None of his rivals in the Belmont Stakes can match his speed, and few of them really want this far either – you can get dubious stayers winning this race, notably Palace Malice for Justify's jockey Mike Smith in 2013.
The pace was bonkers that day, but there were no good mile-and-a-half horses in the race and the winner staggered home before later dropping back in trip to win a Grade 1 over a mile.
A Justified investment
To his admirers he is a democratic activist and philanthropist, to his enemies a manipulator who uses his fortune to meddle in the political affairs of countries, but there is no doubting that billionaire George Soros, who made his name and much of his fortune betting against the pound in the run up to Black Wednesday, is a shrewd investor.
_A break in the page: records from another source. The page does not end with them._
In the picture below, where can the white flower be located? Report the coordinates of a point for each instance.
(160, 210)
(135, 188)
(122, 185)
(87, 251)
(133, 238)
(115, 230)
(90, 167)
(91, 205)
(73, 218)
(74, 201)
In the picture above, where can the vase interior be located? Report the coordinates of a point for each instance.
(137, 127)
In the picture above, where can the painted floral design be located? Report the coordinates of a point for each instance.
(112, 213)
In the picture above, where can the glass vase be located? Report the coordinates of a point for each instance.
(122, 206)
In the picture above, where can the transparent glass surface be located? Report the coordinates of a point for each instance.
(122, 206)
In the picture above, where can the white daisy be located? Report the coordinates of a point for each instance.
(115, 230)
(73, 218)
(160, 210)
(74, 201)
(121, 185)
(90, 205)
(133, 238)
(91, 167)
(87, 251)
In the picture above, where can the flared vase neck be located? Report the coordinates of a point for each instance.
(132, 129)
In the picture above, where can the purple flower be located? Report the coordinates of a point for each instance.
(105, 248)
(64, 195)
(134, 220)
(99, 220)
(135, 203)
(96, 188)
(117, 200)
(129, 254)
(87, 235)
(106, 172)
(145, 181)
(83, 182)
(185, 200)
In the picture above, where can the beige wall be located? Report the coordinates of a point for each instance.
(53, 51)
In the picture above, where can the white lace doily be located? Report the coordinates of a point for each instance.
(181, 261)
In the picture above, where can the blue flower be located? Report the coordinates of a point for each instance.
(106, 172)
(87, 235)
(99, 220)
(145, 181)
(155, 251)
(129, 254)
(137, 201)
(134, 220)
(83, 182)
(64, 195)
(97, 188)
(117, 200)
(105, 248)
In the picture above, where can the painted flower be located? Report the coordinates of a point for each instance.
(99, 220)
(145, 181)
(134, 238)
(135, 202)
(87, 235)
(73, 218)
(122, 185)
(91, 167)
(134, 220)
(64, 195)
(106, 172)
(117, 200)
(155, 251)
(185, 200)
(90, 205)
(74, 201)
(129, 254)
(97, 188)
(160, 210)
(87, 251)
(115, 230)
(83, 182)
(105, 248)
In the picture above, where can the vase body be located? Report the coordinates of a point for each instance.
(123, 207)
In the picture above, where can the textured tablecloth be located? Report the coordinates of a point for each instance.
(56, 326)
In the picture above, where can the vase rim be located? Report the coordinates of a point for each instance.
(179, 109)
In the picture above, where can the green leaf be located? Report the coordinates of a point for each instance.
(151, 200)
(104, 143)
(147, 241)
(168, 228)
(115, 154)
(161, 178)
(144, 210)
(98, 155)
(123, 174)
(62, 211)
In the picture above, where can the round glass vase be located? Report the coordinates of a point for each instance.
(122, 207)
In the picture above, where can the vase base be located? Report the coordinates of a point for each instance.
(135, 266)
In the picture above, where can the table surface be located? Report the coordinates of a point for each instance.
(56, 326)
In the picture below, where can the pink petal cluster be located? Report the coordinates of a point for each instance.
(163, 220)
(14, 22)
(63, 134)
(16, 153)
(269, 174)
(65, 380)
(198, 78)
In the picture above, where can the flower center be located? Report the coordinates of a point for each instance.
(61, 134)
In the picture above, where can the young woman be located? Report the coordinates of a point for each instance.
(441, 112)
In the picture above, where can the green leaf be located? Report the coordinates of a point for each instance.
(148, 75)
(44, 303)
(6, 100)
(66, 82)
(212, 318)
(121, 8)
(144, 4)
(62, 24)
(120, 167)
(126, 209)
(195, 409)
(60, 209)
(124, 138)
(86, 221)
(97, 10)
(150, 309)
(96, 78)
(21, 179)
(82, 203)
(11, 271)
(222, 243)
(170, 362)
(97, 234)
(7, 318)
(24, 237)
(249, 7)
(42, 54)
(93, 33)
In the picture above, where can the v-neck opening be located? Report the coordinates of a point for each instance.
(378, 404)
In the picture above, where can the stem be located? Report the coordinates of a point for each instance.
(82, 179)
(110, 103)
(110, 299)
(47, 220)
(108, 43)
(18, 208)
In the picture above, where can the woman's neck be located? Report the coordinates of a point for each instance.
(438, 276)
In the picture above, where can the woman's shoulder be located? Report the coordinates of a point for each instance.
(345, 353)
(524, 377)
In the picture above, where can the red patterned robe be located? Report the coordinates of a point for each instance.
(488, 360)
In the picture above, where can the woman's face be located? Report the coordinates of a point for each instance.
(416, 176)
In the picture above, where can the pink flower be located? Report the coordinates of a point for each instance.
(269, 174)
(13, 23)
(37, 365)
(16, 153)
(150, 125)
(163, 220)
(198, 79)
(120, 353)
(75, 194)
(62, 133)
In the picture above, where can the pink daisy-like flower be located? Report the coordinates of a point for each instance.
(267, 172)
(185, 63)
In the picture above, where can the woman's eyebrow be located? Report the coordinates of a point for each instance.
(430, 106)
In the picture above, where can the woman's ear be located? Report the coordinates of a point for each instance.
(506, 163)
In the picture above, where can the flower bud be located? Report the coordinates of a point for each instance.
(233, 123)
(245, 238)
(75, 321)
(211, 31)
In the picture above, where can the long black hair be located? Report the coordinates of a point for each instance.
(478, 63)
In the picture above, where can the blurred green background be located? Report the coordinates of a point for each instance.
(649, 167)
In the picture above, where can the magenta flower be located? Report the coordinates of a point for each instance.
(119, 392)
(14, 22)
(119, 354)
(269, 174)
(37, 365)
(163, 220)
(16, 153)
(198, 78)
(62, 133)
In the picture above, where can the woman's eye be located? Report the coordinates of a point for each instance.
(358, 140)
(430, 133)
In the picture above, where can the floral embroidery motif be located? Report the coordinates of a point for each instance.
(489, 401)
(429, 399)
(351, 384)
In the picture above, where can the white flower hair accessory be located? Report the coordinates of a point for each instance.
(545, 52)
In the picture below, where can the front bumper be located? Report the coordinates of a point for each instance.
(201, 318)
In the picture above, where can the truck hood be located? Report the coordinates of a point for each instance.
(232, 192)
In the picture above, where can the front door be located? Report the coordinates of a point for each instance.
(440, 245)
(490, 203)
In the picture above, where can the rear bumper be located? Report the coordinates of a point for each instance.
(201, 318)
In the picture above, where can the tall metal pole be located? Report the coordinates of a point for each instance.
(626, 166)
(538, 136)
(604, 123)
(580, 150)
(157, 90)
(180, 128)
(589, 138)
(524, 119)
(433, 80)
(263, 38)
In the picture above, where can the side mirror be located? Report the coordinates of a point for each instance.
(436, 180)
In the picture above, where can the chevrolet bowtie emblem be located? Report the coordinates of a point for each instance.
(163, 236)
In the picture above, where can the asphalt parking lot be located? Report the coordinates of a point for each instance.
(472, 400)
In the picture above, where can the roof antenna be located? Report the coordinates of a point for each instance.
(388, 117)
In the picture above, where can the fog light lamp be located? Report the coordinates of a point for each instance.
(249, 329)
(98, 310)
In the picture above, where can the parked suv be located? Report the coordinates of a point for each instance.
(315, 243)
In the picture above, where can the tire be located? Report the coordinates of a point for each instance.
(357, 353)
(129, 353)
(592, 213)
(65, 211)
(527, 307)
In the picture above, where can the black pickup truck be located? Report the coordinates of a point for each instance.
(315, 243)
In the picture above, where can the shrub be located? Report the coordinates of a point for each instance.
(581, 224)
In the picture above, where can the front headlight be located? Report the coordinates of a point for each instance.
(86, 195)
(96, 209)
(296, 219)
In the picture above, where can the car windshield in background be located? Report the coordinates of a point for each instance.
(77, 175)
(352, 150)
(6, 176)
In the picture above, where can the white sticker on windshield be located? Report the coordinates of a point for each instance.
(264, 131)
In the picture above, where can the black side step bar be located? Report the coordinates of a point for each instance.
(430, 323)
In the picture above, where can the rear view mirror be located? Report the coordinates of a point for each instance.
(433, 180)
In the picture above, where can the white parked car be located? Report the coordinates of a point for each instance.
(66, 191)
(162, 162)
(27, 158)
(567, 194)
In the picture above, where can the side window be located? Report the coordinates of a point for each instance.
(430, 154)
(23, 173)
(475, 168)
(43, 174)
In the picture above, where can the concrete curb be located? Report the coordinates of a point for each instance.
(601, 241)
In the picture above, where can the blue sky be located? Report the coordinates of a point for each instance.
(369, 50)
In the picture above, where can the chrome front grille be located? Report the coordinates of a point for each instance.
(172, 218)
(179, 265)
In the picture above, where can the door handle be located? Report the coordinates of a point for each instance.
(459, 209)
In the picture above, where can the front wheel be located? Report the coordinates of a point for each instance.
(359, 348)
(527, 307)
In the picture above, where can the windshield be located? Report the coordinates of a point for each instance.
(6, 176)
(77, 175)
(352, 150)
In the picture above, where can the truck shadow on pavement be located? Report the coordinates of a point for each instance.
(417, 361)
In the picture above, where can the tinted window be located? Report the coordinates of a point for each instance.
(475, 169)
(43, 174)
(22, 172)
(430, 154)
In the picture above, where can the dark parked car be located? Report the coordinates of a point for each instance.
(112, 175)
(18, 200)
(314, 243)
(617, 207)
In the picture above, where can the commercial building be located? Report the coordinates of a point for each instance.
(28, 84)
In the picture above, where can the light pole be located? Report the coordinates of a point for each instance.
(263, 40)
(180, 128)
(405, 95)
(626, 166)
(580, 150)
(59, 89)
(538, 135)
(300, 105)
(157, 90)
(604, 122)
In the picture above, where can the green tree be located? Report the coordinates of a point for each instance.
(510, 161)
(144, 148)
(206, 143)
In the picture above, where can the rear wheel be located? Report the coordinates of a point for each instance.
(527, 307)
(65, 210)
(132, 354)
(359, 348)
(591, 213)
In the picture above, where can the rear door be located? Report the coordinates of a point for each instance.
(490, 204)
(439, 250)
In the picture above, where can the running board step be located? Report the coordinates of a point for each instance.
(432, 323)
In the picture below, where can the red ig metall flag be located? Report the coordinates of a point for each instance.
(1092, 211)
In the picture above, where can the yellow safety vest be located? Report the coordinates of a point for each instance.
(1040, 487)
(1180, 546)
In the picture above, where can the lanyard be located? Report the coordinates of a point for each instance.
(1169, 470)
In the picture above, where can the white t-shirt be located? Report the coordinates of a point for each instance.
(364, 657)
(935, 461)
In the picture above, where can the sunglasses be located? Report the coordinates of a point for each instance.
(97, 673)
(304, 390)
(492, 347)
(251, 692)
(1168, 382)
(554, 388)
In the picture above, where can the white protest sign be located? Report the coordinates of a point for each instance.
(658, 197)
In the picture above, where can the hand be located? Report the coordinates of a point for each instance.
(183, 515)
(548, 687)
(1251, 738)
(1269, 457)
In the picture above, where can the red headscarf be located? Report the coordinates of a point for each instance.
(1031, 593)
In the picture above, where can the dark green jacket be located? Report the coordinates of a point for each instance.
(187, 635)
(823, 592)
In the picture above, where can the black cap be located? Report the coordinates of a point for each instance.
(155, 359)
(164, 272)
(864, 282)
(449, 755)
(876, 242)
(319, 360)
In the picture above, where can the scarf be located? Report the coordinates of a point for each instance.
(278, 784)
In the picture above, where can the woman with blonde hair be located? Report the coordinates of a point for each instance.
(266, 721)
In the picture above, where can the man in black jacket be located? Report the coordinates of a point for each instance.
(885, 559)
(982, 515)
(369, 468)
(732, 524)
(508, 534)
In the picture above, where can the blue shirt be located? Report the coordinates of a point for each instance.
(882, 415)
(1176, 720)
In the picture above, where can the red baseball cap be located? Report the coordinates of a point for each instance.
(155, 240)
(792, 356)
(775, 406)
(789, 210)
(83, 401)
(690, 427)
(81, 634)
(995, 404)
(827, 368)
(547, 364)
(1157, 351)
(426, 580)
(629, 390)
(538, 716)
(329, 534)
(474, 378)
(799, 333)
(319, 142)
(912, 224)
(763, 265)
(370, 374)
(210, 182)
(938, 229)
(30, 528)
While it is common to see his name associated with political and civic movements – he recently threw his support behind the anti-Brexit campaign – it emerged this week his reach may truly be as long as his detractors claim, as according to the New York Times Soros owns a share of the breeding rights to Justify.
His investment vehicle, Soros Fund Management, reportedly owns a 15 per cent stake in Justify through its racing operations, SF Bloodstock and SF Racing Group.
If Justify wins on Saturday, his worth at stud is likely to be in the same region as 2015 Triple Crown winner American Pharoah, whose stud fee started at a cool $200,000. Could this turn out to be another stunning bet for the legendary investor?